Nearly all of the claims paid by the Deposit Insurance and Credit Guarantee Corporation (DICGC), the RBI arm which insurers deposits, has been in respect of co-operative banks. While private lenders have failed in the past, they were merged with stronger banks, by using moral suasion in some cases.
Although co-operative banks have been failing frequently, the deposit cover is unlikely to give them enough leverage to expand their base as most of them are regional. On the other hand, private banks now have a pan-India reach and have often risked a run on the bank following rumours. Meanwhile, public sector banks, including those that have posted losses for 10 successive quarters and reported a high percentage of NPAs, have never seen a flight of deposits. Even when the RBI placed half of the nationalised banks under prompt corrective action (PCA) framework, depositors never pulled out funds as they were convinced of government support.

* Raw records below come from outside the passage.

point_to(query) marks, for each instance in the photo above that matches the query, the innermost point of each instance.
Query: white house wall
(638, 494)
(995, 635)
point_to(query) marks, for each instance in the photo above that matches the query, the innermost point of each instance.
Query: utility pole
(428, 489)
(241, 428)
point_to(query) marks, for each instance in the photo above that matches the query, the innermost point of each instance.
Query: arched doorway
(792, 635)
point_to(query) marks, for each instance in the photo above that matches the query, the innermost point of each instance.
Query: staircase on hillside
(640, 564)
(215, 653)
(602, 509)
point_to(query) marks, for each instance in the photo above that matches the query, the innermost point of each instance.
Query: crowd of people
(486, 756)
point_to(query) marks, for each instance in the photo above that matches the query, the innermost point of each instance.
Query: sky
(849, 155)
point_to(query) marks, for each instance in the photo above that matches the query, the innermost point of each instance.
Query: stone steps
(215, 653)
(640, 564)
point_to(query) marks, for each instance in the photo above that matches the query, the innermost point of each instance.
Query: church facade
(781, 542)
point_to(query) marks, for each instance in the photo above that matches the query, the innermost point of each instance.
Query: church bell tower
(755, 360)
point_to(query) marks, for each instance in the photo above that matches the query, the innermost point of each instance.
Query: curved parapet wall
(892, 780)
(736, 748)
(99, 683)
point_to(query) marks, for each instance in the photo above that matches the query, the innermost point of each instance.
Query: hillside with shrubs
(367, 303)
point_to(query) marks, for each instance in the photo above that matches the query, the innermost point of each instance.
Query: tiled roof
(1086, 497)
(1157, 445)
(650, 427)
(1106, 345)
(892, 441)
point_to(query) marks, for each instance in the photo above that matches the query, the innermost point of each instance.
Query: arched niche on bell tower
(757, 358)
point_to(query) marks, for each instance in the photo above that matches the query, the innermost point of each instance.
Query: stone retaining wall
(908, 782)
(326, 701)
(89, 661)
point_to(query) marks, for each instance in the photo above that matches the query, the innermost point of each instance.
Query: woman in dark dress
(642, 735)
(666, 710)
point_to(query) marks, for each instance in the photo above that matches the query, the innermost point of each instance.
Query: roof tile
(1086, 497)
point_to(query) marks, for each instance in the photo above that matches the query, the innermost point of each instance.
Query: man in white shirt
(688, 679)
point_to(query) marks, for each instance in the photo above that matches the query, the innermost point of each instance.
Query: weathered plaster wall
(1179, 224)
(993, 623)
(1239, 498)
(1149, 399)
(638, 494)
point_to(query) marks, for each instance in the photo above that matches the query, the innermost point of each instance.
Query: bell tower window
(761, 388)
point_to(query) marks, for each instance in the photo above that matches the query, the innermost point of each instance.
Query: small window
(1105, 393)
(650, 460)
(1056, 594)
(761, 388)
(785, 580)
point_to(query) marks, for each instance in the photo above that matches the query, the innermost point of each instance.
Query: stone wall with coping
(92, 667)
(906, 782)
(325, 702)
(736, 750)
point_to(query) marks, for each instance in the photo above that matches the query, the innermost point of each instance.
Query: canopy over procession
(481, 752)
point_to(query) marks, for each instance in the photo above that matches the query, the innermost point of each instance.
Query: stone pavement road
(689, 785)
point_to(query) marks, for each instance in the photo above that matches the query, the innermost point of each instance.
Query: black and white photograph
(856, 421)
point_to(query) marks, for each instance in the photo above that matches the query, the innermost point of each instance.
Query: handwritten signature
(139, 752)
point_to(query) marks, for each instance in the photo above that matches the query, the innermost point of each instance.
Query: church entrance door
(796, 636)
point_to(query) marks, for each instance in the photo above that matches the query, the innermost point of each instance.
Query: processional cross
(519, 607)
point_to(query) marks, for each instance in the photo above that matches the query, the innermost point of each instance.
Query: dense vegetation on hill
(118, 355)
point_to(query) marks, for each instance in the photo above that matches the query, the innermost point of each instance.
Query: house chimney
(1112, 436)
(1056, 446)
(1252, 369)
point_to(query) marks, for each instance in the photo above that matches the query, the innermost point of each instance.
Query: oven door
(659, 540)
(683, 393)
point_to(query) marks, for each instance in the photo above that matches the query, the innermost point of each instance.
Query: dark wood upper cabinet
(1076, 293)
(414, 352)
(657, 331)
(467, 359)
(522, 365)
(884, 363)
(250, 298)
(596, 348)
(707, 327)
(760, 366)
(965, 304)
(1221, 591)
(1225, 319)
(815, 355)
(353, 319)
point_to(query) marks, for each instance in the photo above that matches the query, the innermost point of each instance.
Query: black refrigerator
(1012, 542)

The DICGC received total premium income of Rs 12,043 crore from banks in 2018-19. The deposit insurance fund stood at Rs 93,750 crore in FY19. It insured deposits of Rs 33.7 lakh crore out of total of Rs 120 lakh crore from 2,098 banks. Despite the cover increasing fivefold, the premium will not go up proportionately because the number of Rs 5-lakh deposits are small relative to the total depositor base.
According to ICRA SVP and group head (financial sector ratings) Karthik Srinivasan, the awareness of deposit insurance would not be high. He said the fact that the increase in deposit insurance cover to Rs 5 lakh was announced in the Budget would increase awareness and bank deposits would be seen as safer.